Ein besonders auffälliger Fall ist ein 59-jähriger Bosnier aus Neunkirchen, der Inkontinenz, psychische Probleme und Gehbehinderung vortäuschte. Tatsächlich war er jedoch mobil und kassierte 41.500 Euro, wobei ein Versuchsschaden von über 369.000 Euro verursacht wurde. Sein Fall zeigt, wie leicht das Sozialsystem ausgenutzt werden kann.

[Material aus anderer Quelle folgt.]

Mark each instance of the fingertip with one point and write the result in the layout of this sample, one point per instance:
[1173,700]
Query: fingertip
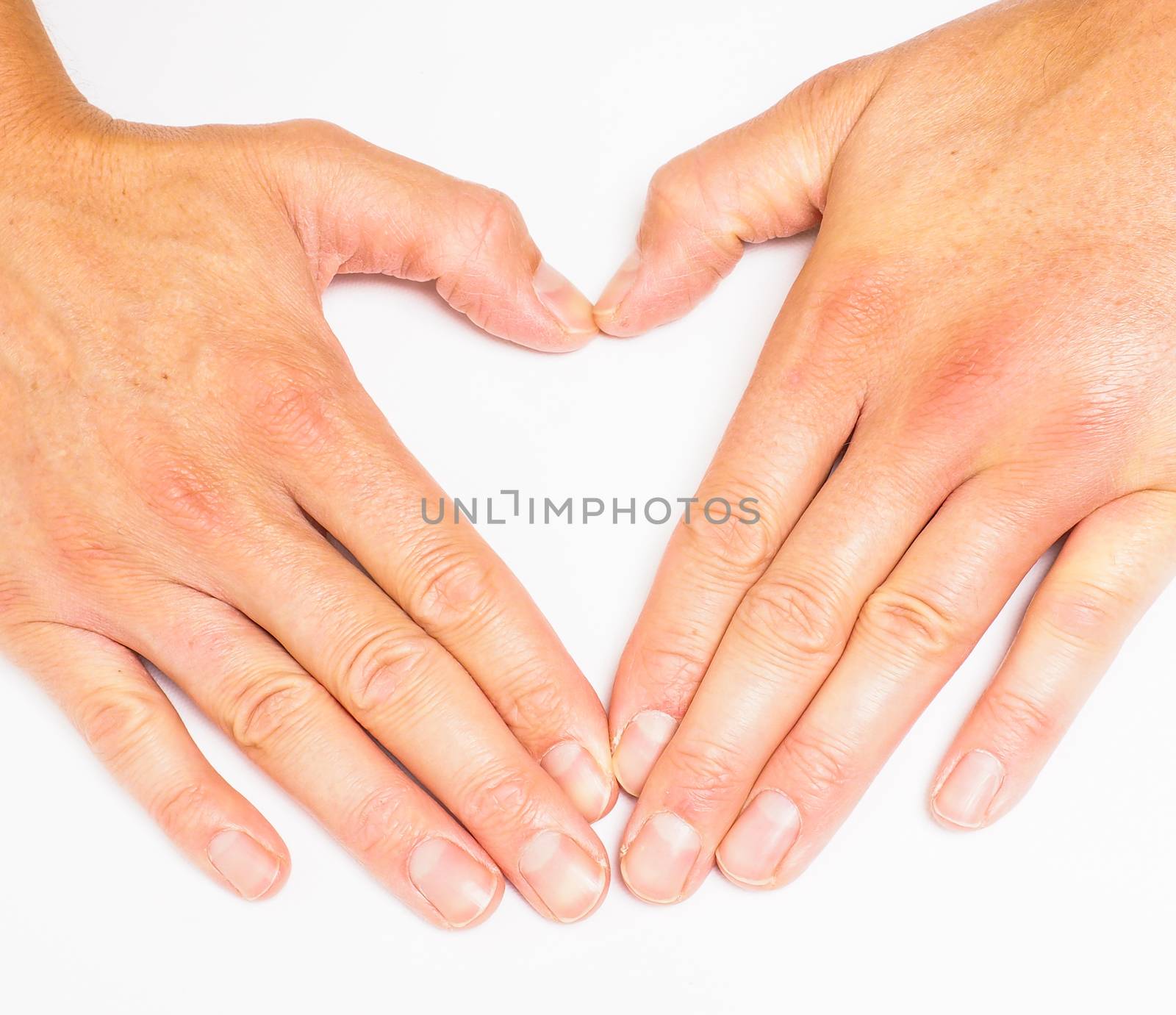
[253,869]
[591,788]
[609,306]
[566,304]
[964,799]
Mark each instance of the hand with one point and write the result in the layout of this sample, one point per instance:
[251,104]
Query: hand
[987,319]
[180,435]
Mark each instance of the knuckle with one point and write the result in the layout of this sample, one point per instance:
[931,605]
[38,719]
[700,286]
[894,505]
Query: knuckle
[293,407]
[680,193]
[532,701]
[819,764]
[309,129]
[672,673]
[909,623]
[265,711]
[500,800]
[707,775]
[732,550]
[380,825]
[117,725]
[792,615]
[1082,613]
[1019,713]
[862,301]
[15,595]
[456,586]
[386,668]
[84,544]
[179,493]
[492,218]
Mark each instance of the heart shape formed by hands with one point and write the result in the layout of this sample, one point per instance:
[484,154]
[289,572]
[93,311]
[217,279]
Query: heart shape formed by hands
[186,451]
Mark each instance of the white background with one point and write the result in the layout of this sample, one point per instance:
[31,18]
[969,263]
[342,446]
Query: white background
[570,107]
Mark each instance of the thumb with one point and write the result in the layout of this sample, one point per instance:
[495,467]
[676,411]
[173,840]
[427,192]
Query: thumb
[360,209]
[761,180]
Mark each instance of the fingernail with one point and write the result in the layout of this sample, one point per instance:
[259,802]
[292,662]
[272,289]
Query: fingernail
[566,878]
[760,839]
[640,746]
[244,862]
[564,300]
[454,882]
[580,778]
[660,858]
[969,791]
[619,286]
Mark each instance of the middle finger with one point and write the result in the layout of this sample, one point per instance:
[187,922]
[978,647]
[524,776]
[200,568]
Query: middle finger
[781,644]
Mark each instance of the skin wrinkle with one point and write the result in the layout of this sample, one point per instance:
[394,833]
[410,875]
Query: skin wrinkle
[993,279]
[192,474]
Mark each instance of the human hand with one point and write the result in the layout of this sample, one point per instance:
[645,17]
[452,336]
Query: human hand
[987,319]
[179,423]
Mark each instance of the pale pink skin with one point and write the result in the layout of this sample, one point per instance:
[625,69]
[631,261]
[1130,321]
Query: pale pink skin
[176,407]
[988,318]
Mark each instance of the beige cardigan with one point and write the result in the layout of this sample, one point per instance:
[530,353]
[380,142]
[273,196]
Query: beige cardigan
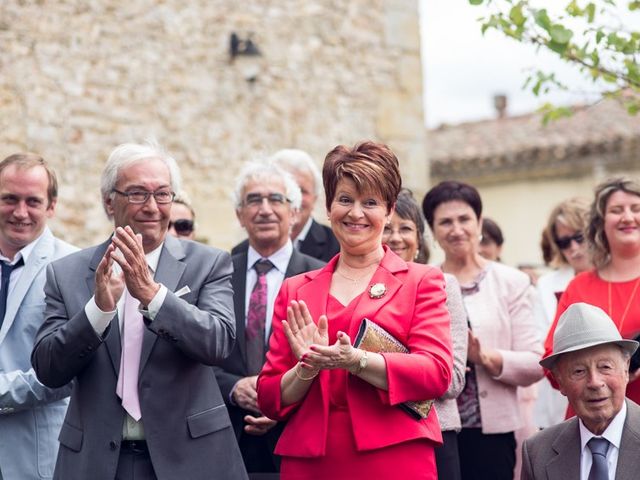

In Niederösterreich wurden bisher 550 Fälle mit 3,5 Millionen Euro Schaden aufgedeckt. Ein Drittel der Täter wird bei Flughafen-Kontrollen entdeckt. Zwei Drittel stammen aus EU- und Drittstaaten, ein Drittel aus Österreich.
Die Behörden in Österreich arbeiten daran, den Sozialbetrug zu bekämpfen, aber es ist ungewiss, ob sie jemals erfolgreich sein werden. Es ist wichtig, dass die Österreicher sich der Gefahr bewusst sind und ihre Sozialleistungen sorgfältig überprüfen.